There are tools available to take those complexities into account, and Dunn brought some with him to his new role. There is a body of work called system dynamics, which originated at MIT, where Dunn learned about it at a short course years ago, and was introduced in books such as The Fifth Discipline by Peter M. Senge. Though it hasn’t been applied to agriculture much, it’s found in many other areas, such as government entities and corporations like General Motors. Now, at the institute, system dynamics is both a guiding philosophy and a course subject.

The institute accepts three to four students a year who have bachelor’s degrees in business or agriculture (with a 3.0 GPA or higher) and real-world experience in ranching; they range in age from their late 20s to early 40s. All their graduates have left with jobs at much higher pay than they received before and better opportunities for advancement.

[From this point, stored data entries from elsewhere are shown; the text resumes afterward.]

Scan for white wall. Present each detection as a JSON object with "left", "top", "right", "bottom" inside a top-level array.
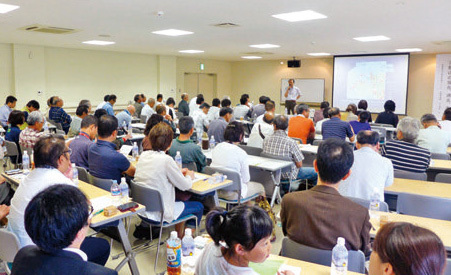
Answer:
[{"left": 0, "top": 44, "right": 15, "bottom": 103}]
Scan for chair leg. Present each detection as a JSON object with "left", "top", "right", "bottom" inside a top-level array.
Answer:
[{"left": 154, "top": 226, "right": 164, "bottom": 274}]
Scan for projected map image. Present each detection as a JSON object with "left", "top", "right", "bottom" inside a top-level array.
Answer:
[{"left": 347, "top": 61, "right": 393, "bottom": 100}]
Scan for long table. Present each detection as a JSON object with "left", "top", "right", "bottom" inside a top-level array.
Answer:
[
  {"left": 427, "top": 159, "right": 451, "bottom": 181},
  {"left": 385, "top": 177, "right": 451, "bottom": 199}
]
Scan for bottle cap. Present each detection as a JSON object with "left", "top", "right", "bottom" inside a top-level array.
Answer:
[
  {"left": 72, "top": 163, "right": 76, "bottom": 167},
  {"left": 177, "top": 151, "right": 180, "bottom": 155},
  {"left": 185, "top": 228, "right": 192, "bottom": 236},
  {"left": 171, "top": 231, "right": 178, "bottom": 239},
  {"left": 337, "top": 237, "right": 345, "bottom": 246}
]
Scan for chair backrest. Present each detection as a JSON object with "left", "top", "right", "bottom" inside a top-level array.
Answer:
[
  {"left": 312, "top": 140, "right": 322, "bottom": 146},
  {"left": 434, "top": 173, "right": 451, "bottom": 184},
  {"left": 76, "top": 166, "right": 90, "bottom": 183},
  {"left": 5, "top": 141, "right": 19, "bottom": 158},
  {"left": 0, "top": 229, "right": 20, "bottom": 262},
  {"left": 176, "top": 112, "right": 184, "bottom": 119},
  {"left": 431, "top": 153, "right": 451, "bottom": 160},
  {"left": 280, "top": 237, "right": 366, "bottom": 274},
  {"left": 89, "top": 175, "right": 114, "bottom": 192},
  {"left": 130, "top": 181, "right": 163, "bottom": 213},
  {"left": 204, "top": 166, "right": 241, "bottom": 196},
  {"left": 394, "top": 170, "right": 427, "bottom": 181},
  {"left": 238, "top": 144, "right": 263, "bottom": 156},
  {"left": 397, "top": 193, "right": 451, "bottom": 220},
  {"left": 290, "top": 137, "right": 303, "bottom": 144},
  {"left": 140, "top": 115, "right": 147, "bottom": 124},
  {"left": 444, "top": 258, "right": 451, "bottom": 275},
  {"left": 48, "top": 121, "right": 63, "bottom": 131},
  {"left": 260, "top": 152, "right": 292, "bottom": 174},
  {"left": 182, "top": 162, "right": 197, "bottom": 171},
  {"left": 344, "top": 196, "right": 389, "bottom": 212},
  {"left": 56, "top": 129, "right": 66, "bottom": 136}
]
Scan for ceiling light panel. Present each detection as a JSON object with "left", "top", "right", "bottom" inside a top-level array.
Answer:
[
  {"left": 0, "top": 3, "right": 19, "bottom": 14},
  {"left": 241, "top": 56, "right": 262, "bottom": 59},
  {"left": 249, "top": 44, "right": 280, "bottom": 49},
  {"left": 272, "top": 10, "right": 327, "bottom": 22},
  {"left": 152, "top": 29, "right": 193, "bottom": 36},
  {"left": 82, "top": 40, "right": 115, "bottom": 45},
  {"left": 395, "top": 48, "right": 422, "bottom": 52},
  {"left": 307, "top": 52, "right": 331, "bottom": 56},
  {"left": 179, "top": 50, "right": 204, "bottom": 53},
  {"left": 353, "top": 35, "right": 390, "bottom": 42}
]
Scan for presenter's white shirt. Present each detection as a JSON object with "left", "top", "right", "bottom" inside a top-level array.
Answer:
[
  {"left": 285, "top": 86, "right": 302, "bottom": 101},
  {"left": 8, "top": 168, "right": 75, "bottom": 247}
]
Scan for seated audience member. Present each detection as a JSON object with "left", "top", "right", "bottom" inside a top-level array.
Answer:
[
  {"left": 69, "top": 115, "right": 98, "bottom": 170},
  {"left": 68, "top": 104, "right": 90, "bottom": 138},
  {"left": 207, "top": 107, "right": 233, "bottom": 143},
  {"left": 349, "top": 110, "right": 371, "bottom": 134},
  {"left": 344, "top": 103, "right": 358, "bottom": 122},
  {"left": 6, "top": 110, "right": 25, "bottom": 163},
  {"left": 313, "top": 101, "right": 329, "bottom": 123},
  {"left": 12, "top": 185, "right": 117, "bottom": 275},
  {"left": 155, "top": 93, "right": 164, "bottom": 107},
  {"left": 357, "top": 99, "right": 372, "bottom": 123},
  {"left": 339, "top": 131, "right": 393, "bottom": 201},
  {"left": 134, "top": 123, "right": 203, "bottom": 237},
  {"left": 94, "top": 108, "right": 107, "bottom": 119},
  {"left": 20, "top": 100, "right": 40, "bottom": 130},
  {"left": 156, "top": 105, "right": 176, "bottom": 132},
  {"left": 141, "top": 98, "right": 156, "bottom": 121},
  {"left": 192, "top": 103, "right": 210, "bottom": 139},
  {"left": 49, "top": 97, "right": 72, "bottom": 134},
  {"left": 207, "top": 98, "right": 221, "bottom": 122},
  {"left": 166, "top": 97, "right": 176, "bottom": 120},
  {"left": 78, "top": 100, "right": 92, "bottom": 112},
  {"left": 96, "top": 95, "right": 109, "bottom": 110},
  {"left": 178, "top": 93, "right": 190, "bottom": 117},
  {"left": 233, "top": 94, "right": 251, "bottom": 120},
  {"left": 263, "top": 115, "right": 317, "bottom": 186},
  {"left": 133, "top": 94, "right": 143, "bottom": 118},
  {"left": 88, "top": 115, "right": 135, "bottom": 183},
  {"left": 255, "top": 100, "right": 275, "bottom": 124},
  {"left": 248, "top": 112, "right": 275, "bottom": 148},
  {"left": 19, "top": 111, "right": 44, "bottom": 149},
  {"left": 251, "top": 96, "right": 270, "bottom": 119},
  {"left": 440, "top": 107, "right": 451, "bottom": 132},
  {"left": 116, "top": 105, "right": 135, "bottom": 128},
  {"left": 369, "top": 222, "right": 446, "bottom": 275},
  {"left": 281, "top": 138, "right": 371, "bottom": 254},
  {"left": 220, "top": 98, "right": 231, "bottom": 108},
  {"left": 382, "top": 117, "right": 431, "bottom": 173},
  {"left": 321, "top": 107, "right": 355, "bottom": 142},
  {"left": 142, "top": 114, "right": 164, "bottom": 151},
  {"left": 196, "top": 206, "right": 293, "bottom": 275},
  {"left": 417, "top": 113, "right": 451, "bottom": 154},
  {"left": 288, "top": 104, "right": 315, "bottom": 144},
  {"left": 211, "top": 121, "right": 265, "bottom": 200},
  {"left": 140, "top": 94, "right": 146, "bottom": 105},
  {"left": 9, "top": 135, "right": 110, "bottom": 265},
  {"left": 0, "top": 95, "right": 17, "bottom": 127},
  {"left": 169, "top": 116, "right": 207, "bottom": 172},
  {"left": 102, "top": 94, "right": 116, "bottom": 116},
  {"left": 375, "top": 100, "right": 399, "bottom": 127},
  {"left": 315, "top": 107, "right": 330, "bottom": 134},
  {"left": 189, "top": 95, "right": 204, "bottom": 117}
]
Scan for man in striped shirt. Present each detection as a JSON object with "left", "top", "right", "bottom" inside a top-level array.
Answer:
[
  {"left": 321, "top": 107, "right": 355, "bottom": 142},
  {"left": 381, "top": 117, "right": 431, "bottom": 173}
]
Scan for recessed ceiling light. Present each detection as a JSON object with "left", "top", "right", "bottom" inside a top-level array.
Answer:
[
  {"left": 152, "top": 29, "right": 193, "bottom": 36},
  {"left": 395, "top": 48, "right": 422, "bottom": 52},
  {"left": 249, "top": 44, "right": 280, "bottom": 49},
  {"left": 307, "top": 52, "right": 331, "bottom": 56},
  {"left": 0, "top": 3, "right": 19, "bottom": 13},
  {"left": 179, "top": 50, "right": 204, "bottom": 54},
  {"left": 241, "top": 56, "right": 262, "bottom": 59},
  {"left": 353, "top": 35, "right": 390, "bottom": 42},
  {"left": 272, "top": 10, "right": 327, "bottom": 22},
  {"left": 82, "top": 40, "right": 115, "bottom": 46}
]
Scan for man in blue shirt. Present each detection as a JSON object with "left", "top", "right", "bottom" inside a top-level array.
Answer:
[
  {"left": 116, "top": 105, "right": 135, "bottom": 128},
  {"left": 70, "top": 115, "right": 98, "bottom": 170},
  {"left": 49, "top": 97, "right": 72, "bottom": 134},
  {"left": 0, "top": 95, "right": 17, "bottom": 127},
  {"left": 88, "top": 115, "right": 135, "bottom": 183},
  {"left": 322, "top": 107, "right": 355, "bottom": 142},
  {"left": 102, "top": 94, "right": 117, "bottom": 116}
]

The second part of the institute’s mission was to create an outreach component. “We’re not trying to provide educational opportunities in competition with Extension; this is a different forum and different topics, meant to enhance management skills,” Dunn says. The topics are business oriented; in October, they will cover transferring wealth and management to the next generation. (Find their schedule at http://krirm.tamuk.edu.) Outreach comes in a series of short courses and a yearly symposium, which can be combined into a certificate program for ranch managers and others who could find value in some of its topics  —  maybe NRCS employees or financial lenders. There isn’t a distance-learning option yet, but Dunn sees that being part of the future.

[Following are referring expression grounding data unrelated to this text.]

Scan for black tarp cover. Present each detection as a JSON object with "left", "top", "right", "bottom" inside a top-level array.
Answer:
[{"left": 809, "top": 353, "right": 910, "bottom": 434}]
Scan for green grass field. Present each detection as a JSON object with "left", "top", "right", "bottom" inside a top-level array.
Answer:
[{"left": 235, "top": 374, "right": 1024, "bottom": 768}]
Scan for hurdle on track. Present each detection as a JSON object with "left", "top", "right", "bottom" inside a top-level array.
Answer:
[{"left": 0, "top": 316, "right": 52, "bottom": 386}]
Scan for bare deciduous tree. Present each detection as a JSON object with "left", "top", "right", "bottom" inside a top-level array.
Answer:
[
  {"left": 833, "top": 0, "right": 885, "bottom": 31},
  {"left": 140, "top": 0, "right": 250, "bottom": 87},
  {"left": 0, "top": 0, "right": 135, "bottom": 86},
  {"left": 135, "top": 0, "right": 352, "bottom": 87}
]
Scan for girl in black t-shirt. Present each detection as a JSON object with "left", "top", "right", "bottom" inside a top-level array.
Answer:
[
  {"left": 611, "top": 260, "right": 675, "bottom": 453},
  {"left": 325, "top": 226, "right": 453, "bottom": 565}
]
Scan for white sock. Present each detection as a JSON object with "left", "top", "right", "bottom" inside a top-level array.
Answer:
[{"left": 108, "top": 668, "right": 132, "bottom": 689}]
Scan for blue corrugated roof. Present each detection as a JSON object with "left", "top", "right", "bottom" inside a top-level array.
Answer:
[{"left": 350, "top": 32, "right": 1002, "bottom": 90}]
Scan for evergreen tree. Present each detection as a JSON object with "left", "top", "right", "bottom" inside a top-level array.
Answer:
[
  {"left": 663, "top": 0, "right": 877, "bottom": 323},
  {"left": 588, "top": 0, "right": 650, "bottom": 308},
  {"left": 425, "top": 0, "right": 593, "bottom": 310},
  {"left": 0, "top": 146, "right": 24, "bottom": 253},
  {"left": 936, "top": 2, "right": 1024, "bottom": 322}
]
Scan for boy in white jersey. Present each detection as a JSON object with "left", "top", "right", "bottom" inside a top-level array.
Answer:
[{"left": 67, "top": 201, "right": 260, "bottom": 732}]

In all, the goal is to show that ranch management is a real profession. “We think it deserves to be,” Dunn says. “Almost any ranch has millions of dollars in assets. If it were a business somewhere else, with all those assets, it would take big-time skills to manage it. But a ranch requires even more because there are so many things going on.”

 Dunn hopes the institute’s efforts will translate to invigorated leadership and pride in the industry. “We in the industry have been guilty of running the best and brightest out of agriculture, saying there wasn’t any opportunity, thinking our kids could do better somewhere else. This is an effort to turn that around. We want to show you can enjoy the benefits of the lifestyle and make a good living, too.”